The system ingests data from multiple external APIs, processes it through Bronze → Silver → Gold layers using PySpark, and delivers insights through a Power BI Semantic Model and Dashboard.
All steps are fully automated using Fabric Pipelines with scheduled execution.
🏗️ Architecture Overview
Technologies Used
-
Microsoft Fabric (Lakehouse, Notebooks, Pipelines)
-
PySpark
-
Power BI
Pipeline Layers:
📂 Notebook Structure
This project is organized into 5 main notebooks:
1️⃣ nb_config
-
Purpose: Centralized configuration
-
Lakehouse paths (Bronze / Silver / Gold)
-
Dataset configurations
-
Environment-independent setup
2️⃣ nb_logging
-
Purpose: Operational logging
-
Creates a Delta-based logging table
-
Logs each pipeline step with:
-
Status (STARTED / SUCCESS / FAILED)
-
Notebook name
-
Layer
-
Step name
-
Timestamp
This ensures observability and traceability for all data operations.
3️⃣ nb_functions
- Purpose: Reusable transformation toolbox
Contains core generic functions such as:
-
clean_column_names
-
explode_and_flatten
-
generate_surrogate_key
-
select_columns_safe
-
save_to_lakehouse
These functions enable config-driven, reusable, and scalable transformations.

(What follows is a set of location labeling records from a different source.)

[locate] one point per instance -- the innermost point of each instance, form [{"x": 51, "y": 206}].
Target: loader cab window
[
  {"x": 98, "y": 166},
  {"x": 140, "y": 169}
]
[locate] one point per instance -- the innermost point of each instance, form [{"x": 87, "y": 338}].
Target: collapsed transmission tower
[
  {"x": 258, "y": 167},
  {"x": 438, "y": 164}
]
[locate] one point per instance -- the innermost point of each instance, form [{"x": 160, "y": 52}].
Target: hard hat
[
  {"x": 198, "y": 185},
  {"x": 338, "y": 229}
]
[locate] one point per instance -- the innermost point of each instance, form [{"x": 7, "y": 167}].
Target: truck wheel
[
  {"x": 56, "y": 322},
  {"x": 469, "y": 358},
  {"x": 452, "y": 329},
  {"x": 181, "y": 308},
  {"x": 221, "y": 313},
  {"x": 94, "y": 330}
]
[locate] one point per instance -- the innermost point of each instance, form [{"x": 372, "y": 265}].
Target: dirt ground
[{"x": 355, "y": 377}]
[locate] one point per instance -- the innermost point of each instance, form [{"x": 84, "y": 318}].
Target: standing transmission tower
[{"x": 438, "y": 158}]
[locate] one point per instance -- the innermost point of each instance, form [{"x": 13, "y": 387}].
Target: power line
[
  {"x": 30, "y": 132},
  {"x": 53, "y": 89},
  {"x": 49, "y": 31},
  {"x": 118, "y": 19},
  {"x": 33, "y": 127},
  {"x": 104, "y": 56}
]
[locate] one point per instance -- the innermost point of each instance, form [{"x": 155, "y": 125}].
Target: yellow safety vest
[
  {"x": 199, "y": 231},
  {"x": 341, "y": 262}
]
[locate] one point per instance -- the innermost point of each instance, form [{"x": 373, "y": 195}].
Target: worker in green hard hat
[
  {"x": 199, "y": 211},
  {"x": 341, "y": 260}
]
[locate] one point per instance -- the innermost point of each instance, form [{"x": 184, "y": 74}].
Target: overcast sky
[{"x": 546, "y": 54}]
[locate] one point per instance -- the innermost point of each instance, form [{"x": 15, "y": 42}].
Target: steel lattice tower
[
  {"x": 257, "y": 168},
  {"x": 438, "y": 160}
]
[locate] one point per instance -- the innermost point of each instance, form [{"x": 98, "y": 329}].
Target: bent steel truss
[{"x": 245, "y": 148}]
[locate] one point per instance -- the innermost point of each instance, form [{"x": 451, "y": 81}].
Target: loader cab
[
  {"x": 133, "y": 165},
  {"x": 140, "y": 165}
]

4️⃣ nb_generic_bronze_to_silver
Purpose: Bronze → Silver processing
Key features:
-
Reads raw JSON data from Bronze layer
-
Cleans column names
-
Explodes & flattens nested JSON structures
-
Generates surrogate keys
-
Writes structured Delta tables to Silver layer
-
Logs every step using nb_logging
Handled datasets:
-
Weather
-
Air Quality
-
Energy Prices
5️⃣ nb_silver_to_gold
Purpose: Silver → Gold analytical processing
Key logic:
-
Uses Energy data as the main fact table
-
Left joins Weather and Air Quality data
-
Applies window functions:
-
Rolling 3-hour average energy price
Business logic:
-
If current price < last 3-hour average
-
And wind speed is high
-
Label the row as “OPPORTUNITY”
Saves final analytical dataset to Gold layer as Delta table

📊 Semantic Model & Power BI
Gold layer tables are used to create a Semantic Model
A Power BI dashboard was built on top of this model
Enables time-based energy price analysis and opportunity detection

⚙️ Automation & Scheduling
All notebooks are orchestrated using Microsoft Fabric Pipelines
Pipeline flow:
Pipeline is scheduled for automatic execution
Fully hands-free operation after deployment
🎯 Key Data Engineering Concepts Demonstrated
✔ Medallion Architecture (Bronze / Silver / Gold) ✔ Delta Lake & Schema Evolution ✔ Config-driven transformations ✔ Window functions for time-series analysis ✔ Logging & monitoring ✔ Pipeline orchestration ✔ Semantic modeling & BI integration
🚀 Outcome
This project demonstrates a production-style data engineering workflow using modern cloud-native tools and best practices.